Al caer la tarde, los pescadores que quedan a uno y otro lado de la costa, salen otra vez en sus botes. Tienden sus redes y esperan. Rezan por que vuelva el invierno, que caiga la lluvia, que se multipliquen los peces para ellos poder comprar sus panes.

Wilfredo Pérez, “El Ñoco”

Wilfredo Pérez, el Ñoco, sale a remo acompañado de su sobrino Douglas Martínez, de 11 años. El Caracol es quien recoge las redes y arranca los peces atrapados en ellas, para luego volverlas a tender. Su hijo Pedro (al fondo a la derecha) camina hasta dos kilómetros en la zona pantanosa, hasta llegar a otro punto donde también tienden sus redes.

Managua, la mala novia

En 1927, el Xolotlán dejó de ser el novio de Managua, para convertirse en su vertedero de desechos. Durante la presidencia de Adolfo Díaz se desarrolló el primer proyecto de alcantarillado de la ciudad, el cual conducía todas las aguas residuales de viviendas y cauces hasta el lago.

En febrero de 2009, se inauguró la planta de tratamiento de aguas residuales de Managua, parte del programa de saneamiento del lago Xolotlán.

Para entonces, los 120,000 metros cúbicos de aguas residuales que producía la capital empezaron a ser procesados. Su capacidad máxima de tratamiento es de 180,000 metros cúbicos de aguas servidas por día.

Costó alrededor de 90 millones de dólares, más de la mitad del dinero fue donación de Alemania, los países nórdicos y el Banco Interamericano de Desarrollo (BID).

Al sistema de 13,000 kilómetros de alcantarillado de la ciudad están conectados más de 115,000 usuarios (un 65 por ciento de la población, según datos de Enacal). Pero además del aumento de usuarios y el volumen de aguas negras, la basura sólida en cauces y la conexión de algunas tuberías aún ensucian el lago.

Nadar en mercurio

Pennwalt, una planta productora de cloro y soda cáustica, se instaló en las orillas del lago Xolotlán, en 1967.

Operó sin reglas ni supervisión de las autoridades sanitarias y usó el lago como basurero. Según estimaciones, la empresa pudo verter unas 40 toneladas de mercurio, más altas cantidades de ácido sulfúrico y cloro líquido. Alrededor de 350 personas trabajaron en la empresa y casi un centenar de empleados resultaron contaminados por mercurio, según los análisis que realizaron autoridades de salud en ese entonces. En septiembre de 1992 se decretó el cierre de esa fábrica.

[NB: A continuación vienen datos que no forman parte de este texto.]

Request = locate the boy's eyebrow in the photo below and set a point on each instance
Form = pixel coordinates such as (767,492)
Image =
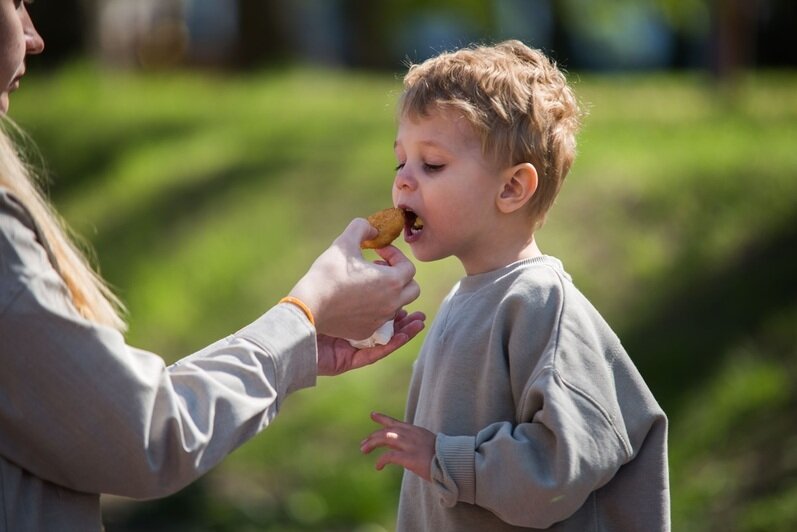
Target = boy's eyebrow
(432,143)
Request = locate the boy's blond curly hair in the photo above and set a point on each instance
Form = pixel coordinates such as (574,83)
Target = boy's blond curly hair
(517,101)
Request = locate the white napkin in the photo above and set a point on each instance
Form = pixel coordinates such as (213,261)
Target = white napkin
(380,337)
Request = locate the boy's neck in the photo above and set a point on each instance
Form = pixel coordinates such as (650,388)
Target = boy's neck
(504,254)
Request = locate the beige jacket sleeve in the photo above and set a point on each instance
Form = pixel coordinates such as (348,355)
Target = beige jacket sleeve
(80,408)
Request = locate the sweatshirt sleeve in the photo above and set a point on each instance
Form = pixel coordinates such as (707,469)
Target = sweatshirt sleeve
(80,408)
(537,473)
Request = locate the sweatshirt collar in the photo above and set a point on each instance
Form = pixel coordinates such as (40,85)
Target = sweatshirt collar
(472,283)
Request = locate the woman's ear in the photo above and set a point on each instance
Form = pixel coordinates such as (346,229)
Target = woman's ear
(518,185)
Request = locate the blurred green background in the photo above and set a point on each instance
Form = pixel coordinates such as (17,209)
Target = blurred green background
(207,192)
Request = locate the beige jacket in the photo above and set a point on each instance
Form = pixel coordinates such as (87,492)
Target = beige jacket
(82,413)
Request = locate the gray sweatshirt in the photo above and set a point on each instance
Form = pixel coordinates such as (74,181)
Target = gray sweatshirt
(542,420)
(82,413)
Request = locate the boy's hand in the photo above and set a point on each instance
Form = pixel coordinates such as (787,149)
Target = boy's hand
(336,356)
(410,447)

La Ley General de Higiene y Seguridad del Trabajo (618) no regula el uso de químicos tóxicos como el mercurio, considerado por la Organización Mundial de la Salud (OMS) como uno de los productos más perjudiciales para la salud.

El Centro para la Investigación en Recursos Acuáticos (CIRA), de la Universidad Nacional Autónoma de Nicaragua (UNAN-Managua), encontró depósitos de mercurio en las instalaciones de la fábrica hace un par de años durante un monitoreo que quedó inconcluso por falta de permisos para revisión de la propiedad privada. Pero en los peces y en el agua del lago también se encontraron concentraciones de mercurio.

En 2013 un grupo de extrabajadores de la Pennwalt se organizó para solicitar la revisión de su situación clínica y obtener una indemnización. Se quejan de fuertes dolores renales, problemas respiratorios, digestivos y cutáneos. Los ojos, el sistema nervioso y el inmunitario también son afectados por el mercurio.

El envenenamiento y los efectos negativos de este químico en el cuerpo humano es gradual y degenerativo, afecta también a segundas generaciones.